Y claro, ¿cómo no me di cuenta que el meollo del asunto recaía en los estúpidos roedores que no tardaron en hacerle compañía en aquel viejo desván? Ahora entiendo que los mismos seguramente pertenecían a un culto de ratones narcosatánicos que veneran a aquella cucaracha voladora que en algún momento resucitó de entre los muertos y multiplicó las palomitas. Era de esperarse que el brazo lo perdiera en un culto a su dios, y que su llanto ya modificado fuera también consecuencia de la ofrenda malévola a la resplandeciente, oscura y pulcra cucaracha ya venerada.

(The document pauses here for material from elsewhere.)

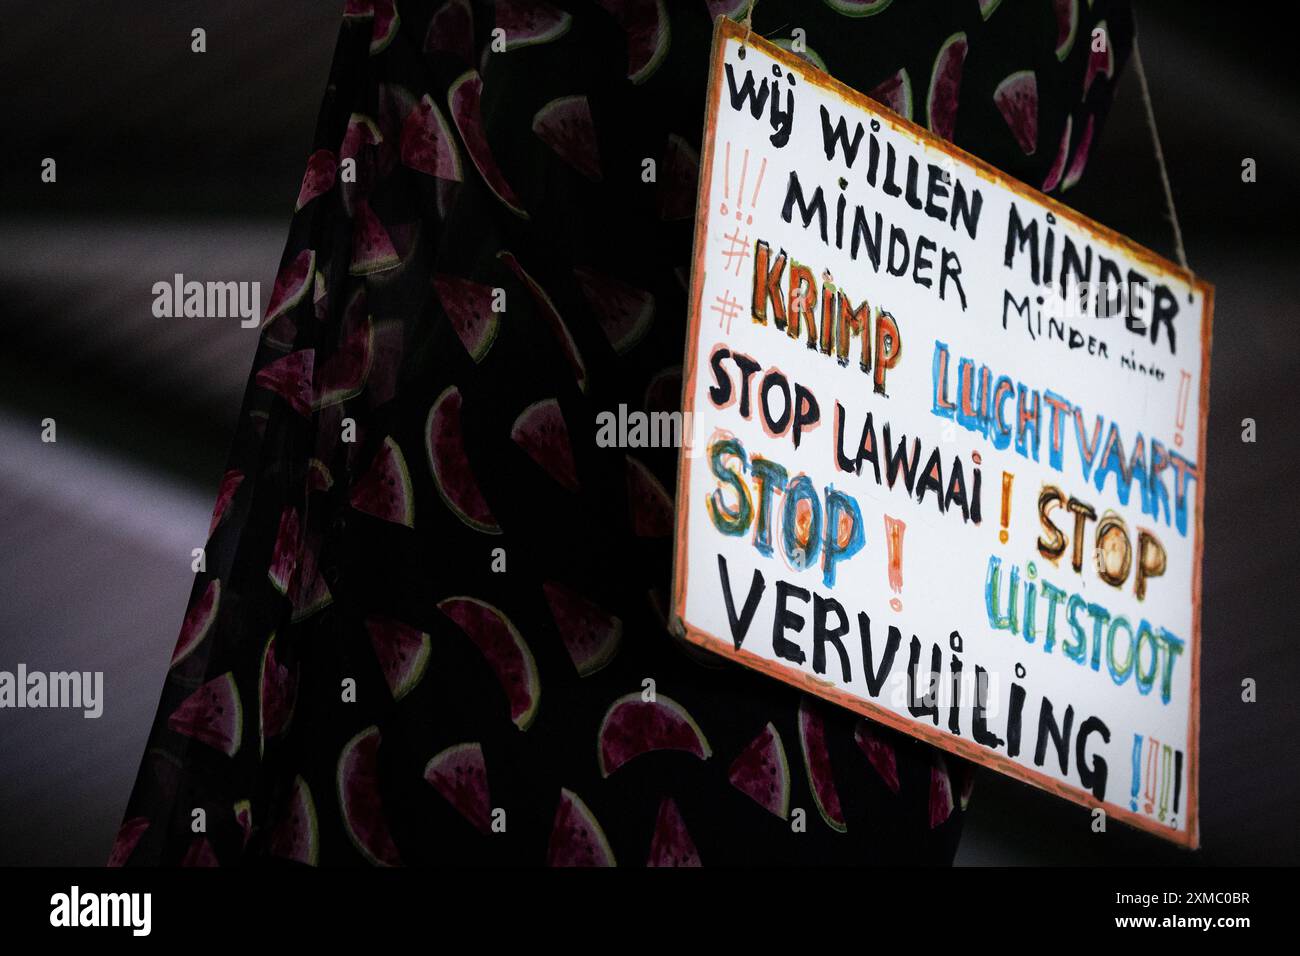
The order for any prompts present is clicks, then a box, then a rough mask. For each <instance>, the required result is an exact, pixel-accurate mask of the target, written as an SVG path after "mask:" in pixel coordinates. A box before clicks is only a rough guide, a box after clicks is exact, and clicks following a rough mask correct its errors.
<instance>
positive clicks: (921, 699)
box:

El plumero, el recogedor, la escoba y el viejo beliz no se pueden escapar de ser partícipes de la situación, incuso también un comal que en alguna ocasión habló con la olla en la cocina. No entiendo sus conversaciones fuera de lugar, tan llenas de cuestiones que solamente arman pedos entre las personas involucradas. Todas las incoherencias ambientales llevaron a preguntarme acerca de cómo fue que las orgías interinstrumentales del desván lograron expandirse a otras áreas de la casa, hasta que misteriosamente aparece de pronto un pequeño ratón que seguramente emigró desde las orillas recónditas del desván hasta la cocina; supe que no se trataba de algo común por el claro pelaje, casi rubio, casi trigo y su sexy acento anglosajón. Un ratón gringo que seguramente fue extraditado a manera de respuesta ante la ley anti-inmigrantes propuesta por los ratones narcosatánicos, o quizá por aquella negrita cucurumbé que de pronto amaneció con un arranque de celos hacia el pequeño ratón rubiecito porque ella quería ser cómo él, porque quería ser blanca como la luna y la espuma que tiene el mar.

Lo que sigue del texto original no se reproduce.